My wife turned fifty a few days ago and we drove up the coast to celebrate. We left our children with their grandparents and hit the 101 north, along the Gaviota coast, with the ocean on one side and green hills on the other. We had two bottles of wine and a bottle of champagne, a couple of books, my iPad and Kindle Fire, and no obligations for two days. Chris Whitley was singing on the stereo; the sun shone through the windshield.
Every time I drive through San Simeon and see Hearst Castle high on the hill, I think of the laborers who hauled all the cement and lumber and pipe and nails and plaster and tile up that long, winding and – at the time – dirt road, and the craftsmen who turned all those raw materials into WR Hearst’s castle. Years and money, money and years, hundreds of trips up the hill, Hearst forever changing his mind, always wanting bigger and more grandiose. It’s hard to believe one man was so wealthy that he owned homes all over the country, warehouses full of artifacts, sculptures, paintings and tapestries, and hundreds of thousands of rolling acres in and around San Simeon – a ranch as large as a medieval kingdom. Thinking about the scale of the Hearst holdings staggers me every time.

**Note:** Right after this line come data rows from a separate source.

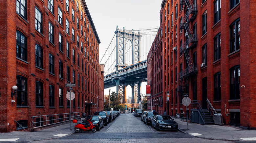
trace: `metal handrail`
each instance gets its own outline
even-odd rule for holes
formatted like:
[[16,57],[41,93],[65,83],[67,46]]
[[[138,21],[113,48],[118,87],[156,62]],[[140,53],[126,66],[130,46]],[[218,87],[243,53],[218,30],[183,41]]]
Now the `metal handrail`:
[[[73,118],[74,119],[76,119],[79,118],[80,118],[80,113],[81,112],[71,112],[71,118]],[[35,126],[35,127],[40,127],[41,126],[42,126],[43,125],[49,125],[51,124],[52,124],[52,123],[51,124],[50,123],[50,121],[52,122],[53,121],[54,122],[56,122],[55,123],[57,123],[64,122],[67,121],[69,121],[70,120],[70,119],[69,119],[70,117],[70,113],[66,113],[58,114],[52,114],[52,115],[40,115],[40,116],[32,116],[31,117],[31,118],[32,119],[32,120],[31,120],[31,122],[32,124],[32,128],[34,128],[34,125]],[[64,115],[64,117],[63,115]],[[48,118],[49,118],[49,117],[56,117],[56,118],[55,119],[52,119],[52,119],[50,120],[50,119],[49,119],[48,120],[47,119]],[[40,121],[37,122],[34,122],[34,119],[36,118],[37,118],[38,117],[39,117],[39,119],[40,119]],[[43,121],[41,121],[41,119],[42,118],[45,119],[46,119],[46,120],[44,120]],[[55,122],[54,121],[55,121]],[[41,123],[42,122],[43,123],[43,125],[41,126]],[[40,126],[36,127],[35,126],[35,124],[36,123],[40,123]]]
[[211,103],[210,102],[210,101],[209,101],[209,100],[208,100],[208,99],[207,98],[206,98],[206,101],[207,102],[208,110],[209,110],[209,111],[211,111],[211,115],[213,115],[215,114],[217,114],[217,112],[216,112],[215,109],[214,109],[214,108],[213,108],[213,106],[212,106],[212,105]]

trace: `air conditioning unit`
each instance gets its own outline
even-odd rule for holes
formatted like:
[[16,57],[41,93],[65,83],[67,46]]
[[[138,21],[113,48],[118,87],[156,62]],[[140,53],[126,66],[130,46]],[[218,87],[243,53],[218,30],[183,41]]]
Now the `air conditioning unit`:
[[202,63],[201,64],[201,67],[204,67],[205,66],[205,64],[204,63]]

The best thing about being in Big Sur – besides the raw beauty of the country and a visit to the Henry Miller Memorial Library – was being out of cell phone range, without access to the Internet, away from TV’s and newspapers, canned laughter and advertising. Time slows in Big Sur and one’s mind can get quiet enough to hear a different inner dialogue. We stayed at the Ragged Point Inn and the window of our room looked over a rocky cove. The tide rolled in and made a sucking sound when it went out, sea birds wheeled in the breeze and turkey vultures soared along the cliff line. We sat on the balcony with our books and a bottle of wine, our feet on the railing, completely at peace.
In the world we left behind, wheels turned and engines coughed, phones chirped and trilled, siblings bickered and parents quarreled, lovers made love, and sparrows built nests; Romney and Santorum and Gingrich and Paul played on, each trying to prove that he is the true Uber-Conservative, the Pure One who will bow to the financial markets, dismantle public education, privatize Social Security, bomb Iran, roll back the clock on reproductive rights, and dynamite the wall that separates church and state.
In far away Afghanistan, a deranged US soldier loaded his weapon and left his base without being seen by any of his comrades, and launched a killing spree that left 16 Afghan civilians dead. This is how military occupations generally end; sooner or later the occupier commits an atrocity the locals will not tolerate.
On our last night, we waited until nearly sunset and drove up Highway 1, climbing and then dipping, while the last of the day’s light set fire to the water.